# 02 - Kernel methods and SVMs
** APSTA - Ecole Centrale Nantes **

** Diana Mateus **



PARTICIPANTS: **(Fill in your names)**

In [None]:

import matplotlib.pyplot as plt
import pandas
import numpy as np
import os

## 1. Kernel Ridge Regression


Ridge regression is an extension to ordinary least squares by adding a regularization
term to the loss function. It is defined as
\begin{equation}
\min_{\mathbf{w}} \sum_{i=1}^n (y_i -  \mathbf{x}_i^T \mathbf{w} )^2
+ \lambda \lVert \mathbf{w} \rVert_2^2 ,
\end{equation}
where the value of $\lambda > 0$ determines the amount of regularization. In this exercise we will rely on the derivation of Support Vector Machines to extend Ridge regression with the ```Kernel Trick```

**a.** Replace $\mathbf{w}$ with $\sum_{i=1}^n \alpha_i \mathbf{x}_i$



**b.** As in support vector machines, we can use the Kernel trick to make ridge regression
non-linear and at the same time avoid explicitly transforming features. Specify $k(\mathbf{x}, \mathbf{x}^\prime) = \phi(\mathbf{x})^T\phi(\mathbf{x}^\prime)$, to derive the objective function of Kernel Ridge Regression.



**c.** Derive the the solution for the $\alpha$ 




**d.** How would you use the result to make a new prediction?



**e.** What are the main similarities and differences of KRR with the classification SVM derived in class?




## 2. Wine quality prediction 

The wine quality dataset comes from the UCI Machine Learning Repository http://archive.ics.uci.edu/ml/index.php, and contains measurements and opinions for different variants of red and white wine. The goal of this part of the exercise  is to build a model capable to _predict the quality of a wine from the measurements_.

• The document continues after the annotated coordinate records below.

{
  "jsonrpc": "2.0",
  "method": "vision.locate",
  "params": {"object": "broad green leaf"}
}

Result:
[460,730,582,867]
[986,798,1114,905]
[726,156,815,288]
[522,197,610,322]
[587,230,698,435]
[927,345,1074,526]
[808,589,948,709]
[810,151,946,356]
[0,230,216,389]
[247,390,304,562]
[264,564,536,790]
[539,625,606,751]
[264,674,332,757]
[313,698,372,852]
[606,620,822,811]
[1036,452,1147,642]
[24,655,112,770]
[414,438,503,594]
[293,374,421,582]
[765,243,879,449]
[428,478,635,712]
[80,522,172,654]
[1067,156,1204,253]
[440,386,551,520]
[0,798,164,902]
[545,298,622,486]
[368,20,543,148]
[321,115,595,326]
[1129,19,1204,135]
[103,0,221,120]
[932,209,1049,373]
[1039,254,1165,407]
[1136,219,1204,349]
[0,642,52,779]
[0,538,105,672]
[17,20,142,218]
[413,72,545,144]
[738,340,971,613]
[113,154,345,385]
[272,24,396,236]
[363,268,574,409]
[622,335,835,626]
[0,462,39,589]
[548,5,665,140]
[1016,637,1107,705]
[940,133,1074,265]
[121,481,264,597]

To this end, implement your own version of Kernel Ridge Regresssion and compare it with the in-built SVR function from sklearn

**a.** Run the ```Load and process``` block bellow to load the dataset into the ``wines_backup.csv`` file


In [None]:
# a) Load and Process 
# Saves the result in a single file in order to avoid downloading many times.
# Shows the first 5 lines of the table

if not os.path.exists("wines_backup.csv"):
    # if not exist, we create wines.csv which combines red and white wines into a single file
    columns = ["facidity", "vacidity", "citric", "sugar", "chlorides", "fsulfur", 
               "tsulfur", "density", "pH", "sulphates", "alcohol", "quality"]
    red = pandas.read_csv("http://archive.ics.uci.edu/ml/machine-learning-databases/wine-quality/winequality-red.csv",
                         names=columns, sep=";", skiprows=1)
    white = pandas.read_csv("http://archive.ics.uci.edu/ml/machine-learning-databases/wine-quality/winequality-white.csv",
                         names=columns, sep=";", skiprows=1)
    red["color"] = "red"
    white["color"] = "white"
    wines = pandas.concat([white, red])
    wines.to_csv("wines_backup.csv", sep="\t", index=False)
else:
    wines = pandas.read_csv("wines_backup.csv", sep="\t")
    
wines.head(5)

**b. Split the dataset into train (80% of samples) and test (20% samples)**. Use the in-built sklearn function
```train_test_split```

``
X_train, X_test, y_train, y_test = train_test_split(X,y, test_size=.2,random_state=3)
``

In [None]:
#b) Data split

from sklearn.model_selection import train_test_split

#build the data matrix from a subset of the available variables in the cvs file
X = wines.as_matrix(["facidity", "vacidity", "citric", "sugar", "chlorides", "fsulfur", 
               "tsulfur", "density", "pH", "sulphates", "alcohol"])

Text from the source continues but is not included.